Out of a large number of volunteers, Harbour was one of only a few selected to take part in the first Freedom Rides; other participants included seven blacks — John Lewis, William Barbee, Paul Brooks, Charles Butler, Allen Cason Jr., Catherine Burks and Lucretia Collins —, and two whites — James Zwerg and Salynn McCollum. Harbour's involvement led to his arrest twice in rapid succession. The first arrest occurred in Montgomery at the tail end of a Nashville (May 17) – Montgomery (May 21) Freedom Ride. The second arrest occurred on May 28, 1961, at the end of a Nashville (via Memphis) – Jackson, Mississippi Freedom Ride, and resulted in Harbour's imprisonment for 30 days.

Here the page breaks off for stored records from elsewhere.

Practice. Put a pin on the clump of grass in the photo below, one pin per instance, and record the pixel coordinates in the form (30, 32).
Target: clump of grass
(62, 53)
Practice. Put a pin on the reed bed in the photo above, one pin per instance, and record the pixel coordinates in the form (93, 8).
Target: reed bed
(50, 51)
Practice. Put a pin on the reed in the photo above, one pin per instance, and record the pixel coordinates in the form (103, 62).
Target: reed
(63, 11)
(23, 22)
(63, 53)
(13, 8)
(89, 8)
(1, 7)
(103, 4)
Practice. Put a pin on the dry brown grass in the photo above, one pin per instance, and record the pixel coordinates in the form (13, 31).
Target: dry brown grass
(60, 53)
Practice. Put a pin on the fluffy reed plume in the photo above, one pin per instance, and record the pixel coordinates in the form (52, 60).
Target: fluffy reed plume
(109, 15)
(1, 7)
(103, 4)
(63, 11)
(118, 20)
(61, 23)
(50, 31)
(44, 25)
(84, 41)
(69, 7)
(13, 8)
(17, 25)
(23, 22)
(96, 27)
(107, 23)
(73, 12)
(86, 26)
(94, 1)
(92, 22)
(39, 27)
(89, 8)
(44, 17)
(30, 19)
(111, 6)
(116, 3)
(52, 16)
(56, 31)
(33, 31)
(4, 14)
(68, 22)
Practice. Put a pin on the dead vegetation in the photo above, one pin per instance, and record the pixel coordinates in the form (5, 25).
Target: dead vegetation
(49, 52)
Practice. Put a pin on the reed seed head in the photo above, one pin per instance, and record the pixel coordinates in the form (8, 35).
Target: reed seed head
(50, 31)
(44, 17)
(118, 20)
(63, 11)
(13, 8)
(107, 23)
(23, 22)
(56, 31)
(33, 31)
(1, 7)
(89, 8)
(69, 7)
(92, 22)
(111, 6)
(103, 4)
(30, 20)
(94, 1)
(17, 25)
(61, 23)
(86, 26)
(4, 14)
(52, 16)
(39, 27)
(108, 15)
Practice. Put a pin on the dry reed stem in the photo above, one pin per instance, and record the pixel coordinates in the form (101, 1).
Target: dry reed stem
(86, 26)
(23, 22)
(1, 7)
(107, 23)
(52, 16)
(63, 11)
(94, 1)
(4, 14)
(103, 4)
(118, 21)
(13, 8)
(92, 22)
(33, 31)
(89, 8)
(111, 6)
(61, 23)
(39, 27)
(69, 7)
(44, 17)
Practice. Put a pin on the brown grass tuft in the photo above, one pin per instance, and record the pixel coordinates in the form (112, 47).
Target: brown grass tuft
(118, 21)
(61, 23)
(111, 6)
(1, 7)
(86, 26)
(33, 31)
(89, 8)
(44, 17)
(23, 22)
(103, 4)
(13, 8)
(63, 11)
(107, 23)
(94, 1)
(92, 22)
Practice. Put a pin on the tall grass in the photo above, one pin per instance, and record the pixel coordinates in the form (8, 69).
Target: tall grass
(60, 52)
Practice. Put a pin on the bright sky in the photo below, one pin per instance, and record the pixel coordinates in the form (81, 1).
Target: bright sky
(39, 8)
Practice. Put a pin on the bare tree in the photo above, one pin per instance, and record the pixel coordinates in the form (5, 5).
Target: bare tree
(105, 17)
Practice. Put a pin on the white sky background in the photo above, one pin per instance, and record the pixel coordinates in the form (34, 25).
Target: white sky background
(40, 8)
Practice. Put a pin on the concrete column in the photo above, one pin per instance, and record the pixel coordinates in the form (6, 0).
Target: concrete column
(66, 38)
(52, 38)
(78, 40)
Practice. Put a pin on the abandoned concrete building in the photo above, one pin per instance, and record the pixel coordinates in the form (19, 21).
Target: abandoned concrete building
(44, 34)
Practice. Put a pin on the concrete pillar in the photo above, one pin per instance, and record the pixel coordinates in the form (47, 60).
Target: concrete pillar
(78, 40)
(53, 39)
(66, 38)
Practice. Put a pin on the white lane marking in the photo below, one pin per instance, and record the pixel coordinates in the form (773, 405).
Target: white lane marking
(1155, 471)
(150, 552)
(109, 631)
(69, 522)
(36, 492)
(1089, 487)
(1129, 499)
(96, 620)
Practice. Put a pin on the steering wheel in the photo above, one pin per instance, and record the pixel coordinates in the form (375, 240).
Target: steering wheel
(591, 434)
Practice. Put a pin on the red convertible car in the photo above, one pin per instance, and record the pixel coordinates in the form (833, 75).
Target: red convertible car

In Montgomery, Harbour was the first activist to exit the bus as it arrived at the Montgomery Greyhound Bus Station – and thus the first to encounter the waiting mob. Although he survived the resultant riot (and subsequent imprisonment in Jackson), upon return to Tennessee he and 14 other students were expelled from Tennessee State University due to their involvement in the civil rights movement.

While Harbour’s difficulties were far from unique, the pattern of "brutality and jail terms" which he and his fellow activists encountered not only strengthened the Freedom Riders' resolve, but also increased publicity and motivated others to join them.

==After the Freedom Ride==
Following his expulsion from Tennessee State University, Harbour’s mother advised him against returning to Piedmont due to fear for his safety. Consequently, from 1961 to 1966 he made only "one brief visit" home.

In late 1961, Harbour was reinstated to Tennessee State University. After a short stint as a Georgia school teacher, and a period of involvement in the War on Poverty under President Johnson, he became a federal civil servant "specializing in U.S. Army base closings".

Residing in Atlanta, Georgia, Harbour remained "an active alumnus" of Tennessee State University. The Atlanta Alumni Association sponsors a scholarship named in his honor, The William E. Harbour Academic Scholarship.